Is this because I am not a “visual thinker”? Nope, that’s not it. In fact, I think I am a very visual thinker and I see more stuff in these diagrams than the authors intend. So their efforts to explain end up overwhelming me with superfluous data. For instance, people draw me pyramids with different coloured layers to indicate some kind of hierarchy. The bottom slice has much more surface area than the top… but usually, that is not actually relevant. They only mean that it’s at the bottom… but their picture is saying more than that. Then they colour those slices in… again firing off a whole set more nerons, usually without conveying anything useful.
The second thing I loathe are diagrams used to say little more than “there are five aspects to this, and they’re all related”. Which is illustrated by some kind of pentagram with loads of arrows joining the nodes in every possible combination. It’s a mess and it adds nothing to the core idea.

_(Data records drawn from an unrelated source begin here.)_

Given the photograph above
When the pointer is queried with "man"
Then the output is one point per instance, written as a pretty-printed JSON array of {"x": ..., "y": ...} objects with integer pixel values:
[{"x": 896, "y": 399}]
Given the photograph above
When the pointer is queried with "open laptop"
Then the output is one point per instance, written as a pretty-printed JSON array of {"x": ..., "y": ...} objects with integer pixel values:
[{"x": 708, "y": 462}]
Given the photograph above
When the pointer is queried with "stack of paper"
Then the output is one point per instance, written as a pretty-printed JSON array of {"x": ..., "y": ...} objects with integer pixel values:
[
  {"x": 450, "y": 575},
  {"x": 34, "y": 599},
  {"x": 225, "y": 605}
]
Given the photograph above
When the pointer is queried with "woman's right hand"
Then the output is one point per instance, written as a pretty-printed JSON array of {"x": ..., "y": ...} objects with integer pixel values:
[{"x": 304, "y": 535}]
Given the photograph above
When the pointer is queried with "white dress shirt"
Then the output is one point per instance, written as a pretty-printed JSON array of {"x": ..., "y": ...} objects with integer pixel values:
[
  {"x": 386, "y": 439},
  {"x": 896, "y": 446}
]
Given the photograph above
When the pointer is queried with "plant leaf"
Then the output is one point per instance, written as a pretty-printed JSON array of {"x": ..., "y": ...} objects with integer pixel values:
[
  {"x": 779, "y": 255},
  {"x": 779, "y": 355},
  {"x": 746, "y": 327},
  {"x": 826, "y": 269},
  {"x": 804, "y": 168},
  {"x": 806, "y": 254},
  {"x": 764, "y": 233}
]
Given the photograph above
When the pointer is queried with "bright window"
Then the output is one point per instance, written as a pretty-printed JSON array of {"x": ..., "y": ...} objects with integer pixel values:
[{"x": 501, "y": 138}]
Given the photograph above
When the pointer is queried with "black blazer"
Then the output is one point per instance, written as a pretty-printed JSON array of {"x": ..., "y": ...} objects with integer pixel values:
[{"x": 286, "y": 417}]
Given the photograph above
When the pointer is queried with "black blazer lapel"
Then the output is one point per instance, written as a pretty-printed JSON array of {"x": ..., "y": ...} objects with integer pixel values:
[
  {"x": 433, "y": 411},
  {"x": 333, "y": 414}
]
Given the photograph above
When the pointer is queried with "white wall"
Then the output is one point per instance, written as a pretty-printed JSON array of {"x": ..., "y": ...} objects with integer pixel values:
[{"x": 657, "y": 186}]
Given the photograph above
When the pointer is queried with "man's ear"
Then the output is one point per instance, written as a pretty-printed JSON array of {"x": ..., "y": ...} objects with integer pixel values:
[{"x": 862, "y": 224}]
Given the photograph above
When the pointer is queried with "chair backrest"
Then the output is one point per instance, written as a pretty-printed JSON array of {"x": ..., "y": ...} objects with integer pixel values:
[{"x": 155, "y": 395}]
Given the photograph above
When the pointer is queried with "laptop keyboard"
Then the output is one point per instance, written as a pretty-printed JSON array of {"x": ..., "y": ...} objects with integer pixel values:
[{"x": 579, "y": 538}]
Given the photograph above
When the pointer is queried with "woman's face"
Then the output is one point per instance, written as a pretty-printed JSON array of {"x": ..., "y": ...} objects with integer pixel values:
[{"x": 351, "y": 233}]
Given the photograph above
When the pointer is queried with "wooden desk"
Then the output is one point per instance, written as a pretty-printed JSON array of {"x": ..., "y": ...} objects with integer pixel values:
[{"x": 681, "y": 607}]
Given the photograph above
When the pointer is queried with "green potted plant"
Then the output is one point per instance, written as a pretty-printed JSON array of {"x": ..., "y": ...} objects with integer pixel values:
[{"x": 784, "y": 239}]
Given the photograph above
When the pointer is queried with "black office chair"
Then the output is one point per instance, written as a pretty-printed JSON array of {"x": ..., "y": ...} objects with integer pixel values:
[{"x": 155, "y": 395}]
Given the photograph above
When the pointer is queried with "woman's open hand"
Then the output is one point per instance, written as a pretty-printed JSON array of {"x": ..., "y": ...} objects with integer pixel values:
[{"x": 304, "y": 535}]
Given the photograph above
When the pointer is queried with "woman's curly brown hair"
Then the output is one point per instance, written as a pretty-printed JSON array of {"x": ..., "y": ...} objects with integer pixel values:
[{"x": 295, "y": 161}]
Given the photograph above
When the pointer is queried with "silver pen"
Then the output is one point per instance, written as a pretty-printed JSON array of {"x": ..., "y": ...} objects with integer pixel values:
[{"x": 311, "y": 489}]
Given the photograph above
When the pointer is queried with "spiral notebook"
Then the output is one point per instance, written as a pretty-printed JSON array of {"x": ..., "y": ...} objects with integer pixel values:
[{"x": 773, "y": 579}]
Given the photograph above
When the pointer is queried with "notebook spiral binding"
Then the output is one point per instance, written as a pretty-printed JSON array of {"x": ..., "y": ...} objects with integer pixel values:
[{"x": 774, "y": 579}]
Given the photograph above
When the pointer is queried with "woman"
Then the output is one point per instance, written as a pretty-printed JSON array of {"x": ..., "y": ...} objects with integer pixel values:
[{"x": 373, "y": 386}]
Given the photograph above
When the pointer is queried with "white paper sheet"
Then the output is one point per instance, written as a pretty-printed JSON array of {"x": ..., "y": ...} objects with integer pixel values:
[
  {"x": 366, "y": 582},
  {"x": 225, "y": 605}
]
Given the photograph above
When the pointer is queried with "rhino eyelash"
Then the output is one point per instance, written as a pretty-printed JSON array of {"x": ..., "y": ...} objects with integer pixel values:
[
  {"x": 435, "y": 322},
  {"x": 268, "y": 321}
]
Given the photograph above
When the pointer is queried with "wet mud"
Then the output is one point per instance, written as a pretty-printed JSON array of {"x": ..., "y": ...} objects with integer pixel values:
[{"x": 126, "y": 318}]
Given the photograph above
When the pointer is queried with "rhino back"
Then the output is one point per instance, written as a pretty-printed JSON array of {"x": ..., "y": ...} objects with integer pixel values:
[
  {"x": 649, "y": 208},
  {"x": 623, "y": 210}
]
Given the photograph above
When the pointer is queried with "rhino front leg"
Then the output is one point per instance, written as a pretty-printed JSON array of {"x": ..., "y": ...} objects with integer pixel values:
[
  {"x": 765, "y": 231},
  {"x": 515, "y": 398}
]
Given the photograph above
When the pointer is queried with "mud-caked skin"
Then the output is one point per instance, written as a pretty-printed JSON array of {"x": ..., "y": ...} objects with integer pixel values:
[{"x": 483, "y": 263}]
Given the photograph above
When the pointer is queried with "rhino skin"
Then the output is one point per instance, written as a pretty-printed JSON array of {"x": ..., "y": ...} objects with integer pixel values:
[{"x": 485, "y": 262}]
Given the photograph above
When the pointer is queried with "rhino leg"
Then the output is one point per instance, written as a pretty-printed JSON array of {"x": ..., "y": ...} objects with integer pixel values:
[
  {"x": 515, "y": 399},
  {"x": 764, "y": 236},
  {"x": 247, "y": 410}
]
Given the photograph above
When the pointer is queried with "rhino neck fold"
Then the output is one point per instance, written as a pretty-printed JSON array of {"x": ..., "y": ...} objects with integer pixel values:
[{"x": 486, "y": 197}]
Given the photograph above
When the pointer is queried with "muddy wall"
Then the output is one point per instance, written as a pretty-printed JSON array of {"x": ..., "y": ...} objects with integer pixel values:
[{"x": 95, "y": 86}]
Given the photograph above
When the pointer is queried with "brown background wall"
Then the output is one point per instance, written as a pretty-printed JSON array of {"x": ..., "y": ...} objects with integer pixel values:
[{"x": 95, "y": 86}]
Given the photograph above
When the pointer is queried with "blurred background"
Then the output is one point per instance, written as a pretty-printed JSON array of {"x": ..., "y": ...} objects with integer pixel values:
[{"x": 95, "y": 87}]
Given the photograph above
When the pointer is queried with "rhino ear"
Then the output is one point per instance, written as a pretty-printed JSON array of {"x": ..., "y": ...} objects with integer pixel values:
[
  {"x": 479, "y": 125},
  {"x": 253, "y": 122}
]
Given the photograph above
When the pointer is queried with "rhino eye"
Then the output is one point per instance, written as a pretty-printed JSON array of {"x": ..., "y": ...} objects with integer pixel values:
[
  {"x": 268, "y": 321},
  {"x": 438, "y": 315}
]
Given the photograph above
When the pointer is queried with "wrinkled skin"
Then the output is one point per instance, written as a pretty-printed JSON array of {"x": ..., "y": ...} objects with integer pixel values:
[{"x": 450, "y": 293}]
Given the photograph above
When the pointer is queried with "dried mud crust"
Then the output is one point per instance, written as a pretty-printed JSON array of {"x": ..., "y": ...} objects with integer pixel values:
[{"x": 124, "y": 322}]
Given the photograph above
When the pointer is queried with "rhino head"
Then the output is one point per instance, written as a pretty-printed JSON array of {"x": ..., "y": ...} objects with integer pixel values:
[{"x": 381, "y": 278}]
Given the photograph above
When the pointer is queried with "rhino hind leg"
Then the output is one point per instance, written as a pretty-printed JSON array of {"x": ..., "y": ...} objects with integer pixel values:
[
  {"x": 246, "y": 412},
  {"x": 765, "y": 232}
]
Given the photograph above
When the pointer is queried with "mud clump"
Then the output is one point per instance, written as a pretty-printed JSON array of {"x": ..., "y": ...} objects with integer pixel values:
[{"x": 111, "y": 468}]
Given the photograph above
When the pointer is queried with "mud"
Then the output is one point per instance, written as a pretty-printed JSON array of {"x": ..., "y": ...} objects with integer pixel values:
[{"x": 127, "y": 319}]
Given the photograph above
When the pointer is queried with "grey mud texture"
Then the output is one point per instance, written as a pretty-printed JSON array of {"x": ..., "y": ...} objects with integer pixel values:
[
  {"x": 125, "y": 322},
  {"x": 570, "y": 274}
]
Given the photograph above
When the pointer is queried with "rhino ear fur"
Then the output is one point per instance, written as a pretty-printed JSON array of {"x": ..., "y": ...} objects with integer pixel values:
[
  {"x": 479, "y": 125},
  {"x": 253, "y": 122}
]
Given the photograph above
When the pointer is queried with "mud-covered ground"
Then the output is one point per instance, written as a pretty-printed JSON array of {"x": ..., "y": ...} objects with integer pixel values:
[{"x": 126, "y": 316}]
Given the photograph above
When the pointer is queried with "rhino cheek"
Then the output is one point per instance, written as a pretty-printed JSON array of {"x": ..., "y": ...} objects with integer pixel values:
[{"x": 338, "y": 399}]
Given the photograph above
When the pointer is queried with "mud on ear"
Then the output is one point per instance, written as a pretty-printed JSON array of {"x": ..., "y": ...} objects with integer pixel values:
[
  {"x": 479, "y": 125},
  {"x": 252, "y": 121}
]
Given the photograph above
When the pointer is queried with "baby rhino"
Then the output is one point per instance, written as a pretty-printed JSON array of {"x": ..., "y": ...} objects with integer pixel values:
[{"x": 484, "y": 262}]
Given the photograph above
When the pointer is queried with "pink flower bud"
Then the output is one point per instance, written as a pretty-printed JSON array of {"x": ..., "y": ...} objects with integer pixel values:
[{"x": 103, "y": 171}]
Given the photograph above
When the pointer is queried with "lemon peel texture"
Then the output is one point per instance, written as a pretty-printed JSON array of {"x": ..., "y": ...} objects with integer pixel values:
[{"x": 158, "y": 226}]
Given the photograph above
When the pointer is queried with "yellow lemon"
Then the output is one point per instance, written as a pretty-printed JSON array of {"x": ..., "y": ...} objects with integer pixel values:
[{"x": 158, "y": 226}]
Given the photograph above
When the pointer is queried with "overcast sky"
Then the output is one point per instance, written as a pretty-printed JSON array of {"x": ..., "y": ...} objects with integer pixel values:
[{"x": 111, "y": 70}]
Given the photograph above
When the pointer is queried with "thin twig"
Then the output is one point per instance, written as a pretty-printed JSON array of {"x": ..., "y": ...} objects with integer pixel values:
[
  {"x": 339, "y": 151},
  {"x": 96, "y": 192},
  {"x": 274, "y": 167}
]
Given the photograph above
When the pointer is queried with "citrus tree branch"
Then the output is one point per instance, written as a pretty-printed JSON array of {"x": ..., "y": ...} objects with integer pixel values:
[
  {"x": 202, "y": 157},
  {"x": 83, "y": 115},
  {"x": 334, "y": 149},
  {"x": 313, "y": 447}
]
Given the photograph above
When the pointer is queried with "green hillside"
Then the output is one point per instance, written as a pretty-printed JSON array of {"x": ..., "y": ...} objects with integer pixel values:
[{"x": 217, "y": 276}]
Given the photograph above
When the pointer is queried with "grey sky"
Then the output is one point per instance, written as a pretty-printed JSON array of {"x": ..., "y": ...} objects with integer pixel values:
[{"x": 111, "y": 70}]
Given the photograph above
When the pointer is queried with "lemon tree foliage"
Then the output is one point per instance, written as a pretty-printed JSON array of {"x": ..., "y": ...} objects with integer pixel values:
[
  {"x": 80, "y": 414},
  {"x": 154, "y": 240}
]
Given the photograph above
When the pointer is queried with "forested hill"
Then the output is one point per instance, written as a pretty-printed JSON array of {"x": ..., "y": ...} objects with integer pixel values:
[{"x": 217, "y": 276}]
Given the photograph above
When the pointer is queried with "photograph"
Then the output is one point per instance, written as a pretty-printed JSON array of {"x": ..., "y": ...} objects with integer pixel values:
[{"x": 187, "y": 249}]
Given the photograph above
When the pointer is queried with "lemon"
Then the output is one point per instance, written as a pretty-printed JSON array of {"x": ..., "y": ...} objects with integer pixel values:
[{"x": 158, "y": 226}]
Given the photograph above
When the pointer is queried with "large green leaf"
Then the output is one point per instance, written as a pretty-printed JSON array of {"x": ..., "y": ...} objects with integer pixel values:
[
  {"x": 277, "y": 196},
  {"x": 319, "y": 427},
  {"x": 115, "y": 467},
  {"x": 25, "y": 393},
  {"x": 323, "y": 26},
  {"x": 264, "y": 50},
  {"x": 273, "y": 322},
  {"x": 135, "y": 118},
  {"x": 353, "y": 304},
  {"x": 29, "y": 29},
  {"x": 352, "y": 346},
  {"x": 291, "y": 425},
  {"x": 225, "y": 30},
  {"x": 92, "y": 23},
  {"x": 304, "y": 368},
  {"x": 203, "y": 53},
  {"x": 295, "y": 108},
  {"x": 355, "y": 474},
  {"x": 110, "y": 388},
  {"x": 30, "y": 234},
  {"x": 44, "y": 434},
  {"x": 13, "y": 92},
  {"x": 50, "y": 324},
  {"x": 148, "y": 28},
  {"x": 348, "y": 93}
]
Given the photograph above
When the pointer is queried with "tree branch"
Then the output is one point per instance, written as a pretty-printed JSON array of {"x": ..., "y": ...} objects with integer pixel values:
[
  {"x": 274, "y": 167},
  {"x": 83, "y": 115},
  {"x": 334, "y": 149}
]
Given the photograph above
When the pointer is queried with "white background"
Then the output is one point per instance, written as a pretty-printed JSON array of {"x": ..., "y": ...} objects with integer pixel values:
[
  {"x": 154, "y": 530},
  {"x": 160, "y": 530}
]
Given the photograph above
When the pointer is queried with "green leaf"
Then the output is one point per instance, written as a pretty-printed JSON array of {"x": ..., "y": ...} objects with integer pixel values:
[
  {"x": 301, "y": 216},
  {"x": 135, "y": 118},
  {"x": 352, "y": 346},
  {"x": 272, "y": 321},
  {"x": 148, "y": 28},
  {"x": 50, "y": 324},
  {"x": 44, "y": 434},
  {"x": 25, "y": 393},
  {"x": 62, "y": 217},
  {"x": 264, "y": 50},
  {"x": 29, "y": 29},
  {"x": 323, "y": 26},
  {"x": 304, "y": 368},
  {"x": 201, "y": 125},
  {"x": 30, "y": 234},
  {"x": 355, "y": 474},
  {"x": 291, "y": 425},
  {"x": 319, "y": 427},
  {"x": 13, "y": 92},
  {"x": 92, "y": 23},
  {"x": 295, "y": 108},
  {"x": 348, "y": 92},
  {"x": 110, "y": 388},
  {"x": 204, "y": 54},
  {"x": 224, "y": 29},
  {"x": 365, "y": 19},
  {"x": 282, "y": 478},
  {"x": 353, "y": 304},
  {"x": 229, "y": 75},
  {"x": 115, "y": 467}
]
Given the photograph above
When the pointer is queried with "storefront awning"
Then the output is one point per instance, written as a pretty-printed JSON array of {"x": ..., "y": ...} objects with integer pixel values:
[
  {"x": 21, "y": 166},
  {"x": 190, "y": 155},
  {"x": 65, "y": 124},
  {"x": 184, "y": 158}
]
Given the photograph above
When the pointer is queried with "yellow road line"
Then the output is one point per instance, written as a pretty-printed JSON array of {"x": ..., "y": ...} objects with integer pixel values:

Kathy Sierra’s latest, typically thought-provoking post gets to this too:
Differences in an image are interpreted as meaningful information. If two things represent the same idea, make them the visually similar. Conversely, if two things represent different ideas, make them different!
Sometimes, the stimulation presented by visual ideas can work, like great writing, to evoke complex and varied reactions by the observer/reader. I don’t want to rule that out. I think the point is that there is some kind of distinction between intentionally creating complex and creative responses, and doing stuff that just gets in the way of making a simple point.